25 November 2014

Docking covalent fragments

Most drugs interact non-covalently with their target. The conventional wisdom was that covalent drugs – especially irreversible ones – would have dangerous side effects. Although this is still a concern, the success of drugs such as ibrutinib and dimethyl fumarate has caused a resurgence of interest. In a new paper in Nature Chemical Biology, Brian Shoichet, Jack Taunton, and colleagues at the University of California San Francisco describe how computational chemistry can be used to find new covalent inhibitors.

The researchers created a modified version of the program DOCK called – wait for it – DOCKovalent. Happily, they have made this available for free to anyone. To start, you upload your crystal structure and choose which amino acid residue you are interested in targeting. You can then pick from 9 different libraries of various electrophiles, each covering a different class of covalent “warhead”: epoxides, aldehydes, etc. There are about 650,000 molecules in total, roughly half of which easily qualify as fragments, with the rest being lead-like (still < 350 Da). Each molecule is either commercially available or readily synthesized in one or two steps.

The program then virtually links each molecule with the selected protein residue (typically cysteine or serine) and calculates scores based on predicted van der Waals and electrostatic interactions as well as desolvation. Multiple conformations of each ligand are sampled (with fragments there are not that many) as are different rotamers of the nucleophile. Users then manually inspect and test the top hits.

The researchers first benchmarked the program against four proteins with known covalent inhibitors, where it performed well. In the case of the bacterial protein AmpC β-lactamase (which we previously discussed here), the program retrospectively predicted the correct structure of 15 out of 23 known boronic acid ligands. In one case where the prediction differed from the reported co-crystal structure, the researchers re-determined the co-crystal structure at high resolution and found that DOCKovalent was actually correct.

Thus confident, the researchers docked 23,000 commercial boronic acids against AmpC and selected 6 on the basis of score and structural novelty. Of these, 5 had inhibition constants of 3.55 µM or better, with the best being 40 nM. A crystal structure of this compound bound to the protein led them to purchase 7 additional compounds, one of which had Ki = 10 nM and a ligand efficiency of 0.73 kcal/mol/atom. Most of the molecules were also selective against 4 other proteases and were able to reverse antibiotic resistance in AmpC-expressing bacteria.
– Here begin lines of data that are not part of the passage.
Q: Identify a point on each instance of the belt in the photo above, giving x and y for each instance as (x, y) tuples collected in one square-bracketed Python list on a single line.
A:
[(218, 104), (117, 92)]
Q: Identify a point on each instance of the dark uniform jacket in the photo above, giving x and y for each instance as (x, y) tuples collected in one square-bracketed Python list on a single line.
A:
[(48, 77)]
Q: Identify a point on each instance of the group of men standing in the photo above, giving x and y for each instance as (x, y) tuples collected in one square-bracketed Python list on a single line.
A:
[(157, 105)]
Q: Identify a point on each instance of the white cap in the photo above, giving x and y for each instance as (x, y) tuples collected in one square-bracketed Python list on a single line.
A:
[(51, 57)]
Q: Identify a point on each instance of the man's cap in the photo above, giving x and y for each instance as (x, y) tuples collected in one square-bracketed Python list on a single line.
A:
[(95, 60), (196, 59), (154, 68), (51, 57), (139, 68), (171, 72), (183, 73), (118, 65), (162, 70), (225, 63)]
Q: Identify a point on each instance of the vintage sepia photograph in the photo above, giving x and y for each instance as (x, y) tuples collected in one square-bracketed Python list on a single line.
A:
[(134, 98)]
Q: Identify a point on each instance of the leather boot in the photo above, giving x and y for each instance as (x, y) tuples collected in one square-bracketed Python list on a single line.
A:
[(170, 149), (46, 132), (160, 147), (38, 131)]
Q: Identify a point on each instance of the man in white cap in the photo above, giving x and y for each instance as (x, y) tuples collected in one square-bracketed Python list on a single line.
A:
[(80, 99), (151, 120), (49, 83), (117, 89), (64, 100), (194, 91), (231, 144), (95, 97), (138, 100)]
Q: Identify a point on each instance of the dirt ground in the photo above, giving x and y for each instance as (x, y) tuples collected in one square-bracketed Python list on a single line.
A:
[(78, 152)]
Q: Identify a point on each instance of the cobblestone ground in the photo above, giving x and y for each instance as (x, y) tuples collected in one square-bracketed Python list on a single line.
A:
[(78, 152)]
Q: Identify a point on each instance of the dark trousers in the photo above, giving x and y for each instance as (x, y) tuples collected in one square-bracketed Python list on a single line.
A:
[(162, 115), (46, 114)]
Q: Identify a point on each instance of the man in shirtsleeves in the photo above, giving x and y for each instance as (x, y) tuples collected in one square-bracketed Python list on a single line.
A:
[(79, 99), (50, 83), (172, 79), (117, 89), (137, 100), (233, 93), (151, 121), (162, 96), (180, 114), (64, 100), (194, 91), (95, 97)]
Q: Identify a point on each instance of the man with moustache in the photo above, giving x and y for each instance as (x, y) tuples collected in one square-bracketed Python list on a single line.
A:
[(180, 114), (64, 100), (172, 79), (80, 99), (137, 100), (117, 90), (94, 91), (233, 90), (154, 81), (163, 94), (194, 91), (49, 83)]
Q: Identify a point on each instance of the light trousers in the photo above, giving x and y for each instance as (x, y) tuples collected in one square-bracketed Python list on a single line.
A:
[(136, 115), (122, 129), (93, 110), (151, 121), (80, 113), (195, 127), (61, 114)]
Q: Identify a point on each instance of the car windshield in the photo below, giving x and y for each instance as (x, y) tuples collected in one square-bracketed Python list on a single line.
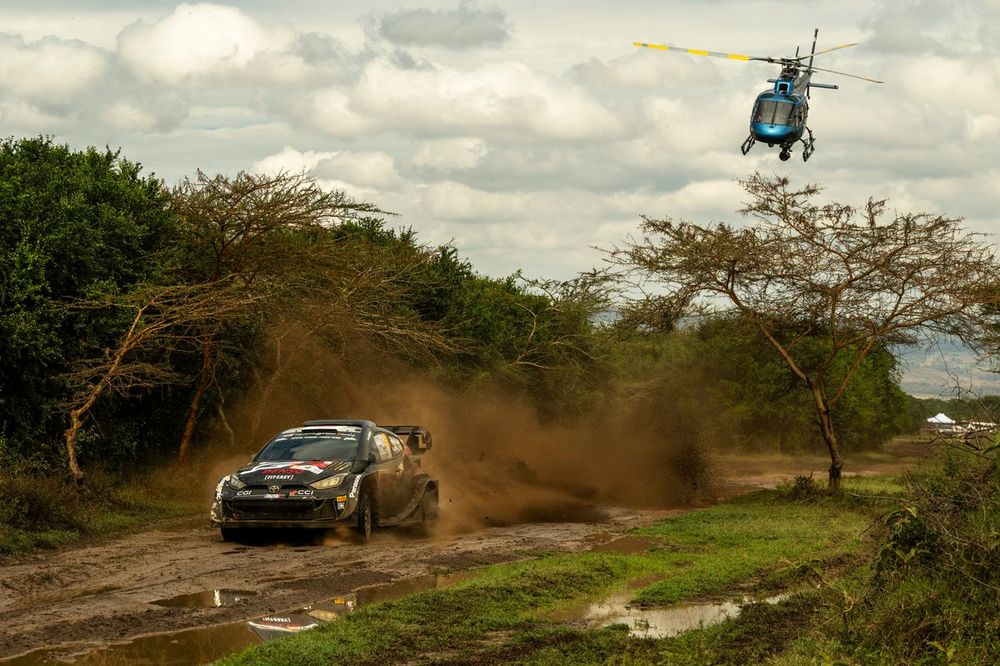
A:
[(313, 445), (773, 112)]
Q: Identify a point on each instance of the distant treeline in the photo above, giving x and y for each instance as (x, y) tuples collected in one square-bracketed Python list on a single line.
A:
[(132, 315)]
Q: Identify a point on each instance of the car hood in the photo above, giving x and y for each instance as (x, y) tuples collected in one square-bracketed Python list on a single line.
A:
[(300, 471)]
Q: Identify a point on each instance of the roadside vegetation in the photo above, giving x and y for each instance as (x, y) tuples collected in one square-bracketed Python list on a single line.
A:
[(891, 570), (532, 612), (147, 332), (147, 328)]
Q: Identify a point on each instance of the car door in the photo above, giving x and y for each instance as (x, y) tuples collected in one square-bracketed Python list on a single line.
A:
[(390, 476), (408, 470)]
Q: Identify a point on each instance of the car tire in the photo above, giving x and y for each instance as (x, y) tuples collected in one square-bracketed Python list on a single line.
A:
[(428, 512), (366, 516), (236, 534)]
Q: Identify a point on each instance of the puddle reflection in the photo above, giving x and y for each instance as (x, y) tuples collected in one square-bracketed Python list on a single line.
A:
[(206, 599), (204, 645), (656, 622)]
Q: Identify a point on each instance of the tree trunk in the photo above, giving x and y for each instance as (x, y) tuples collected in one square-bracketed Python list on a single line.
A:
[(220, 409), (206, 366), (829, 436), (76, 422)]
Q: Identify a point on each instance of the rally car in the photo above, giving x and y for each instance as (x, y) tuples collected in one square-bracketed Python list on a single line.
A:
[(329, 472)]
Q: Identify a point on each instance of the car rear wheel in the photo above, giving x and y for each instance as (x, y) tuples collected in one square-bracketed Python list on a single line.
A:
[(236, 534), (428, 512), (365, 516)]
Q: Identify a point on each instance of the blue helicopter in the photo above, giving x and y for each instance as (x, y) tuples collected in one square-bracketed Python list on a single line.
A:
[(779, 114)]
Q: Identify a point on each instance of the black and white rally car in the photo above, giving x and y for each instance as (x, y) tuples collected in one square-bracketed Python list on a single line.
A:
[(327, 472)]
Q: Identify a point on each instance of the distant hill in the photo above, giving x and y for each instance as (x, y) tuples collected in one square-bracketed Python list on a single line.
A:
[(932, 372)]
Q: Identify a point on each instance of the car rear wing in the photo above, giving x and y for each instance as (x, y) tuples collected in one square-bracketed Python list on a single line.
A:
[(418, 439)]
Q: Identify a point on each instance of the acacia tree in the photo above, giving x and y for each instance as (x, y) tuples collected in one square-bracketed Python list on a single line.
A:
[(162, 319), (854, 279), (254, 230)]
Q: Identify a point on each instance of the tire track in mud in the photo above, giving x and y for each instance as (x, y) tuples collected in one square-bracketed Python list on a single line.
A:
[(103, 593)]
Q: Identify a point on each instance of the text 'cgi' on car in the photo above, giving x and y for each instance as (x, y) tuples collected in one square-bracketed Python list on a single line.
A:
[(328, 472)]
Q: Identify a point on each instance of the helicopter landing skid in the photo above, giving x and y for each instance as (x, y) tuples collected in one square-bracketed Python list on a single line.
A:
[(808, 146)]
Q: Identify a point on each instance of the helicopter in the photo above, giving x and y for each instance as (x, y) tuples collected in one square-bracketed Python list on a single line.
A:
[(779, 115)]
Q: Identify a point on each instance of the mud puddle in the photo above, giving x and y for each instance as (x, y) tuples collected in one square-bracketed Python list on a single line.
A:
[(654, 622), (203, 645), (630, 544), (206, 599)]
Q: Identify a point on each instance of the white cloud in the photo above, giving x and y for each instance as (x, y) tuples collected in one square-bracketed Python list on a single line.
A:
[(456, 28), (290, 160), (497, 97), (446, 155), (450, 200), (201, 40), (131, 118), (50, 71), (370, 170), (331, 112)]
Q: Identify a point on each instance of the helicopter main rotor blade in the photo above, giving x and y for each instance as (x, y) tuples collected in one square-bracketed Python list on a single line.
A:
[(714, 54), (832, 48), (853, 76)]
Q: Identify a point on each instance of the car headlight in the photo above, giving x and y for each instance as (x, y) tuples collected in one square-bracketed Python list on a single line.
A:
[(329, 482)]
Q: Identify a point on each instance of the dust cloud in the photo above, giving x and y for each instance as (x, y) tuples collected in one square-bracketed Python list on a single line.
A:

Of course, by design all of these molecules have a boronic acid warhead; will any such molecule inhibit this enzyme? To find out, the researchers tested 5 low-scoring molecules and found that 4 of them showed, as hoped, less than 10% inhibition at 10 µM. However, a fifth molecule showed reasonable inhibition, with Ki = 3.2 µM. To understand this false-negative, the team solved the crystal structure of the molecule bound to AmpC. Interestingly, the molecule bound in a conformation different than had been predicted – one that also required conformational changes in the protein, which are not allowed in DOCKovalent.

The researchers took a similar approach to seek novel inhibitors of the kinases RSK2 and MSK1 using reversible cyanoacrylamide-containing molecules (previously highlighted here). Here too the researchers were able to identify selective nanomolar cell-active inhibitors.

This looks like a very nice approach. Of course, it does require a crystal structure (or at least a good model). Also, as mentioned above, the fact that the protein is kept rigid means the program will be unable to detect ligands that bind to cryptic pockets, so there is still plenty of opportunity for empirical surprises. Still, the fact that DOCKovalent is freely available will hopefully encourage people to give it a try on their favorite protein.